範囲を指定する表現で使う前置詞は主に2つ。

「in」「of」です。

2-1.「in」を使う最上級の表現

「in」は場所やグループなど範囲を示すものの場合に使う前置詞です。

「in」を使う範囲の表現の例は下記となります。

【例】

  • in my family(私の家族の中で)
  • in the world(世界で)
  • in the city(市内で)
  • in the team(チームで)
  • in the class(クラスで)
  • in the school(学校で)
  • in the neighborhood(近所で)

上記のように、グループを指定して「~で一番」と言う場合は前置詞「in」を使います。

「in」の後には基本的に「単数名詞」が入ります。

2-2.「of」を使う最上級の表現

「of」は人数を指定する場合や、範囲に「all」がつく場合などに使います。

「in」の場合とは違い、「of」の後ろには「複数名詞」が入ります。

人数の場合は「the+人数の数字」が基本の形です。人数の表現の例は下記となります。

【例】

  • of the three(3人の中で)
  • of the five(5人の中で)

「all」を使う表現の例も見てみましょう。

【例】

  • of all of my friends(全ての友達の中で)
  • of all subjects(全ての教科の中で)

尚、人数ではありませんが、「us(私たち)」を範囲として使う場合も「of us」で「of」を使います。

3.英語の最上級の応用

最上級の表現は様々な応用の形があります。ここでは、その中で特によく使う表現をご紹介します。

3-1.最上級を使った「2番」、「3番」の表現

最上級は「一番~だ」という意味ですが、この表現を使って「2番」や「3番」を伝えることもできます。

「2番目に背が高い」や「3番目に新しい」など「2番」や「3番」を伝える場合は、最上級の文の「the」と「最上級の形容詞(副詞)」の間に序数を入れるだけでOKです。

【例文】
・She is the second tallest in our team./彼女は私たちのチームで2番目に背が高い。

序数とは、順番を数える時に使う数字の表現です。

例文では「second(2番目)」が序数です。

  • 3番目は「third」
  • 4番目は「fourth」
  • 5番目は「fifth」

となります。

これは日付を書く時と同様です。『英語で日付の書き方・読み方|順序や4つのパターンを覚える!』の記事に序数の一覧表があるので参考にしてみて下さい。

3-2.最上級の強調表現

「much」、「far by」、「very」、「far and away」などを使って最上級表現を強調することができます。

「much」「far by」「far and away」は「the+最上級」の前に置いて、「断トツ~だ」、「ずば抜けて~だ」という意味になります。

「very」は「the」の後に置きます。「very」を強調で使うのは、誰が見ても「まさに一番」という場合です。日本語訳は「まさに~が一番だ」となります。

【例文】

  • He is much the tallest in the class./ 彼はクラスで断トツ一番背が高い。
  • He is the very tallest in the class./彼はクラスでまさに一番背が高い。

3-3.「One of the ~(一番~のひとつ)」の表現

英語では「一番~のひとつ」という言い方をよくします。

「一番人気の観光地のひとつ」、「クラスで一番成績が良い人のひとり」など、必ずしも一番ではないけれどそれに近いかトップクラスに入る場合に使う表現です。

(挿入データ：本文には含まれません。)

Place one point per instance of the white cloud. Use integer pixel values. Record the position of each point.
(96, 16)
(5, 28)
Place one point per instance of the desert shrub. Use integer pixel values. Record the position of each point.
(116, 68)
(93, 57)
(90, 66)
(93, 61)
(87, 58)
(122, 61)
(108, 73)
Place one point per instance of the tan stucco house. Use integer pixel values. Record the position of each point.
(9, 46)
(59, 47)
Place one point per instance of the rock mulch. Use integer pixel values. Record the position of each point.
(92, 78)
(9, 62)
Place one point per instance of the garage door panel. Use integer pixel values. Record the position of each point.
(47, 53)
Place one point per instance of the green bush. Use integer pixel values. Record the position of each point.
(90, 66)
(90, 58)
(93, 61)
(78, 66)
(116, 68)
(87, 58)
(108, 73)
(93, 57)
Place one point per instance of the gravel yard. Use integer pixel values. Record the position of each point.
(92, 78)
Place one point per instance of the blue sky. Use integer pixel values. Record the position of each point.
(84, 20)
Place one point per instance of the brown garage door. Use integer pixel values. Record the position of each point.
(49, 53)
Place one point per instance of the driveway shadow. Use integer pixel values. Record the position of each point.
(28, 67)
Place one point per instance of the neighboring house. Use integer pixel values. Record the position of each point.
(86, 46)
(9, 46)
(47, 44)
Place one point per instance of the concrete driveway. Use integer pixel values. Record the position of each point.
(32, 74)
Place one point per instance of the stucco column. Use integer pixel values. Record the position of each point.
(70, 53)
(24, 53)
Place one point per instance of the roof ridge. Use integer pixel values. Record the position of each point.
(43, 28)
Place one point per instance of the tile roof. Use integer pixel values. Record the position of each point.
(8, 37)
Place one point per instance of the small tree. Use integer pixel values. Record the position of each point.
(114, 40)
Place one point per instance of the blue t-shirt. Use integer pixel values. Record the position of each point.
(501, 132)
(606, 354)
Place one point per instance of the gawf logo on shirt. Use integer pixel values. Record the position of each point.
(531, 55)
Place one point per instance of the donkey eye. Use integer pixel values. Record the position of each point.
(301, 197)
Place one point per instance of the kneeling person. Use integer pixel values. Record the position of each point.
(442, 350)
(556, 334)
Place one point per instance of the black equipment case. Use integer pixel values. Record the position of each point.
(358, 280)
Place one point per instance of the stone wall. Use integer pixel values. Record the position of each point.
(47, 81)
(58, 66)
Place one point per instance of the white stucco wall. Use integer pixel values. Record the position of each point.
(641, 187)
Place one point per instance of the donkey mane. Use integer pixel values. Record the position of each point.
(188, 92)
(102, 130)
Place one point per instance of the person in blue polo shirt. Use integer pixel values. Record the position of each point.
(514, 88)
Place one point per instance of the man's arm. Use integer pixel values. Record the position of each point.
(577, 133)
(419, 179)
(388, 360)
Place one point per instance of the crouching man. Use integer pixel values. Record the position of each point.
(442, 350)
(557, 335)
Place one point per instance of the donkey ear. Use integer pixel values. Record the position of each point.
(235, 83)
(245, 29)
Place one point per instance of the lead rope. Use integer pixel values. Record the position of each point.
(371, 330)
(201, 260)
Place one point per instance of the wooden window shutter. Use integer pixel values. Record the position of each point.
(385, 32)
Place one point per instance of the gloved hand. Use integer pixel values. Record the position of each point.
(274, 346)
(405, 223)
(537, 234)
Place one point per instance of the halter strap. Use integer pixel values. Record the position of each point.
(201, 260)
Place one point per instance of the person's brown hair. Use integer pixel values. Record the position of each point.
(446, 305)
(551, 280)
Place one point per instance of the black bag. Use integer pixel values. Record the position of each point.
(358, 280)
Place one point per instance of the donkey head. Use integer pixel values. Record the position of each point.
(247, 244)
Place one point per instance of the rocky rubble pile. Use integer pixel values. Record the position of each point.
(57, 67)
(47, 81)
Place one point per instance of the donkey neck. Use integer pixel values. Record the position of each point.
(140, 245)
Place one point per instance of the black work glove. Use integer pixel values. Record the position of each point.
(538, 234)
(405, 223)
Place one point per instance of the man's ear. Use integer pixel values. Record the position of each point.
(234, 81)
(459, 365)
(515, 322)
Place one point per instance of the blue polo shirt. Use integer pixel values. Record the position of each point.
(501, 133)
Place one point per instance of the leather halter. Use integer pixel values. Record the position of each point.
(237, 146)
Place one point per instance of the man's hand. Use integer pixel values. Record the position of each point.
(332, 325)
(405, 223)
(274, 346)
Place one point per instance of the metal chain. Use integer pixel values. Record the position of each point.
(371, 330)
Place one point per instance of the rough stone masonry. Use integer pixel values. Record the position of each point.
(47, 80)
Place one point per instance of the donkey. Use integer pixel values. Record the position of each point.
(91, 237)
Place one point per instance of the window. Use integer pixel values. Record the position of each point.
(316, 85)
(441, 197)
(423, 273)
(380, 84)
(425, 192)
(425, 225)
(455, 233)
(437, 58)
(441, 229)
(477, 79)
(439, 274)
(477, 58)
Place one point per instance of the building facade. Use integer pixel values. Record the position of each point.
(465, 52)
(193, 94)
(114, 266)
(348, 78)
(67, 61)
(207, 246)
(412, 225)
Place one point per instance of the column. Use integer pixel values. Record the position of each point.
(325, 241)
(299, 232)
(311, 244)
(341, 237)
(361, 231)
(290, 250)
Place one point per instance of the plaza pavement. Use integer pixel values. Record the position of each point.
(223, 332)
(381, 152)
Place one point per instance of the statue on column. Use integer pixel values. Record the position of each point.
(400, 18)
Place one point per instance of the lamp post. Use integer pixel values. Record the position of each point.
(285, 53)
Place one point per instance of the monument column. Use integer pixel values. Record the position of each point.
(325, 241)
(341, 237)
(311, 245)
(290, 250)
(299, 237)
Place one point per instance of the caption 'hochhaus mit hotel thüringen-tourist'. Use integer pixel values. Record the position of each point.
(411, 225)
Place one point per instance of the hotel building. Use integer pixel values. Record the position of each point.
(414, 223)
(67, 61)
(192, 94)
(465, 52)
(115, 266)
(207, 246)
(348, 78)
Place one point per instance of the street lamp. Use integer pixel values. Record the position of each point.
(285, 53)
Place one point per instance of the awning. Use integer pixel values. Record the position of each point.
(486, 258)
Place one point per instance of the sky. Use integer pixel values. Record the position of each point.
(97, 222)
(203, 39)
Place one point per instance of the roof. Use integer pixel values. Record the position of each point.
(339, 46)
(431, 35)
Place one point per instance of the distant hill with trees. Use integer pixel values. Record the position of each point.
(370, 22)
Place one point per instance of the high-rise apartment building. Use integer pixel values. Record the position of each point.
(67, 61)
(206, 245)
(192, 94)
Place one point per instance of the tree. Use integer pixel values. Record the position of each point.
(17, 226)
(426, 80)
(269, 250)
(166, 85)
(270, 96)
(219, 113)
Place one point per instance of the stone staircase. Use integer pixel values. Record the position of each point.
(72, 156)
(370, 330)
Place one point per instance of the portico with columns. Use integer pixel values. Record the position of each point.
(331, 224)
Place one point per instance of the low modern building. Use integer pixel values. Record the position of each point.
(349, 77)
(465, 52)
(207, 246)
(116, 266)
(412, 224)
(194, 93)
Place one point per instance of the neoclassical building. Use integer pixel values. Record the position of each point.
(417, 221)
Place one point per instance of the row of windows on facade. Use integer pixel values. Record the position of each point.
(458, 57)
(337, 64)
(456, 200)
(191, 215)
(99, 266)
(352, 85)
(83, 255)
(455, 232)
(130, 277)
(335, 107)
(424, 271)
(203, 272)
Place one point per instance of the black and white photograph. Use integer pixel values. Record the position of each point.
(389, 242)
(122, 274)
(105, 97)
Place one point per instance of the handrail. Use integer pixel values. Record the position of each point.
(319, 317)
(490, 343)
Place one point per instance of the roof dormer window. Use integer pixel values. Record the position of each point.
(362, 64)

「一番~のひとつ」という場合、英語は下記となります。

「one of the +最上級+名詞の複数形」

【例】

  • one of the most popular places/一番人気の場所のひとつ
  • one of the most useful tools/一番便利なツールのひとつ

後ろに来る名詞が必ず複数形になります。実際の場面ではうっかり忘れて単数にしてしまいがちなので要注意です。

【例文】
・This restaurant is one of the most expensive restaurants in the city./このレストランは市内で一番高いレストランのひとつです。

4.英語の最上級と比較級の書き換え

最上級の文は、比較級に書きかえることもできます。

最上級を比較級に変える場合は「no other~」「any other~」を使います。

【例文】

  • 最上級:Mt.Fuji is the largest mountain in Japan. /富士山は日本で一番高い山です。
  • 比較級1:No other mountain in Japan is larger than Mt.Fuji./富士山より高い山は日本にない。
  • 比較級2:Mt.Fuji is larger than any other mountain in Japan./富士山は日本にある他のどの山よりも高い。

「no other~」と「any other~」どちらの場合も、後に来る名詞は単数形です。

また、「other」がないと、「富士山も含む日本の山全て」ということになるので「other」は必要です。

5.英語の最上級と比較級の問題トレーニング

最上級だけではなく、比較級もトレーニングを通して同時に感覚を身に付けます。

(問題)

各問にある形容詞、または副詞を正しい比較級、または最上級にしましょう。

  1. She is (beautiful) her sister.
  2. Chris runs (fast) in his class.
  3. This is (heavy) that
  4. It is (important) issue to discuss.
  5. He is (kind)

(解答)

  1. She is more beautiful than her sister.
  2. Chris runs the fastest in his class. ※theは省略できる
  3. This is heavier than that
  4. It is the most important issue to discuss.
  5. He is the kindest. ※kinderとしてもOK(聞き手が比較する対象を分かっている場合)

まとめ:比較級と最上級はセットで覚える

ビジネスや通常の日常英会話でも欠かせない表現が、英語の比較級と最上級です。

トレーニング問題でもあるように、比較級と最上級を同時に身に付けることが習得時間も短縮できます。

会話の中でも、積極的に両方を使ってみることから始めてみましょう。簡単にすぐに慣れてきますよ。